Several dozen elected officials from Seine-et-Marne demonstrated on Tuesday in Melun in front of the prefecture against the reduction in the budget of the departmental council provided for in the government's finance bill, currently under debate in the National Assembly.
In tricolor scarves, several dozen departmental councilors, mayors and senators from all political stripes gathered under a banner proclaiming “Our departments in danger! Your daily life sacrificed!” in front of the complex of historic buildings hosting the prefecture and the departmental council, at the call of the latter's LR president, Jean-François Parigi.
According to him, the Barnier government's finance bill would result in a reduction of 70 million euros in the 2025 budget of the largest Ile-de-France department, out of an overall budget of 1.6 billion.
“I have a very strong desire, which is that on our compulsory skills, colleges, roads and the world of solidarity, we maintain the effort that has been made. But I would not want to sacrifice culture either and sport, because it is also the attractiveness of the department,” Mr. Parigi told the press.
Although from the same party as Prime Minister LR Michel Barnier, the elected official highlighted the tense relations between local authorities and the State to justify this unusual demonstration. “I can still see when we go too far,” he said.
A whole series of speakers took to the podium to defend the action and presence of the departmental council on the scale of life in this largely rural area of the greater Paris suburbs.
Kadir Mebarek, the Horizons mayor of the city-prefecture of Melun, was concerned about the future of a future high-capacity T-Zen bus line or the construction of a fifth middle school on the territory of the municipality, both funded by the department.
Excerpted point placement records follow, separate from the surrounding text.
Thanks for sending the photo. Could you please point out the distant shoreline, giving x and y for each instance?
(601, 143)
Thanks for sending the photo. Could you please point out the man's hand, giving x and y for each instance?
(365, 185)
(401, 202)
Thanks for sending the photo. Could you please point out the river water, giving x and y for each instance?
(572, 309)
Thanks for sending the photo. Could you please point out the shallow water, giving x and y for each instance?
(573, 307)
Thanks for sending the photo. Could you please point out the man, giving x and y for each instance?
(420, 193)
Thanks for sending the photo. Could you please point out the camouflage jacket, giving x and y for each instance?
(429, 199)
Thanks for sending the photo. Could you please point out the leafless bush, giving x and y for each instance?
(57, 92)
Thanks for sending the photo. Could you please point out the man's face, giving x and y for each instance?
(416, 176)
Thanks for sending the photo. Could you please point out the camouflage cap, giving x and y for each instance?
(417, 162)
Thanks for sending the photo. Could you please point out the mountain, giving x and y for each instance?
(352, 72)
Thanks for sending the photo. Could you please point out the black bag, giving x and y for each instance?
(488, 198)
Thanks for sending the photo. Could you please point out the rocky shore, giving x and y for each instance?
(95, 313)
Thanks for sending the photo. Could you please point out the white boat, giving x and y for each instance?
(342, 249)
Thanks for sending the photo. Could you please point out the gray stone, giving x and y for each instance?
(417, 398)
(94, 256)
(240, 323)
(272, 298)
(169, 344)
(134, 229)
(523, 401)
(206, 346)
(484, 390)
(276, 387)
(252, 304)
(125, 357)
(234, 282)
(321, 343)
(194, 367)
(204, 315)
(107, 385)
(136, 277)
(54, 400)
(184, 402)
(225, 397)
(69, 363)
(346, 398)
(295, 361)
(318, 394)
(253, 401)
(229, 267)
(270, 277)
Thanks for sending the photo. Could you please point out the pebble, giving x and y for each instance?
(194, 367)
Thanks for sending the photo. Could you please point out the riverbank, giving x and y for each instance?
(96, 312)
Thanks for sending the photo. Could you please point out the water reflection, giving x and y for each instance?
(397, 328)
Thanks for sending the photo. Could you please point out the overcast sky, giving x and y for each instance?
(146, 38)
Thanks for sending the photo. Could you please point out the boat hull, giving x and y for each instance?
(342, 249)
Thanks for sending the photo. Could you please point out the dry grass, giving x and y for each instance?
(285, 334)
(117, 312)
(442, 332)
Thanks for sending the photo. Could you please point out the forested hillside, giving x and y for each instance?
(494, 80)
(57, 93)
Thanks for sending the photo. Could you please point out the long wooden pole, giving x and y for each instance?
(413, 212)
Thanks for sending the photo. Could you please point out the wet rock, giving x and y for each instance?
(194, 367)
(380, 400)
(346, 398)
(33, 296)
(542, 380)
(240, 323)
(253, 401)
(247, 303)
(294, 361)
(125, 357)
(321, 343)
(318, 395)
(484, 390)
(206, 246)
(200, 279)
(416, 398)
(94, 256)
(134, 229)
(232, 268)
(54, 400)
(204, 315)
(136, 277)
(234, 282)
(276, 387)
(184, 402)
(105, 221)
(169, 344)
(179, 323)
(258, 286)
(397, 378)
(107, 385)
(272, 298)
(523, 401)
Other actors from the economic or agricultural world have highlighted the job creations generated by public markets or the “common sense” partnerships established by the department due to its proximity to the life of the territory of 1.4 million inhabitants, in full demographic growth.
“I wonder if things would not be even more serious and if the little background music that we have been hearing for a long time now would not amount, 70 million after 70 million, to the suppression of a territorial level,” he said. thundered François Deysson, president of the rural mayors of Seine-et-Marne.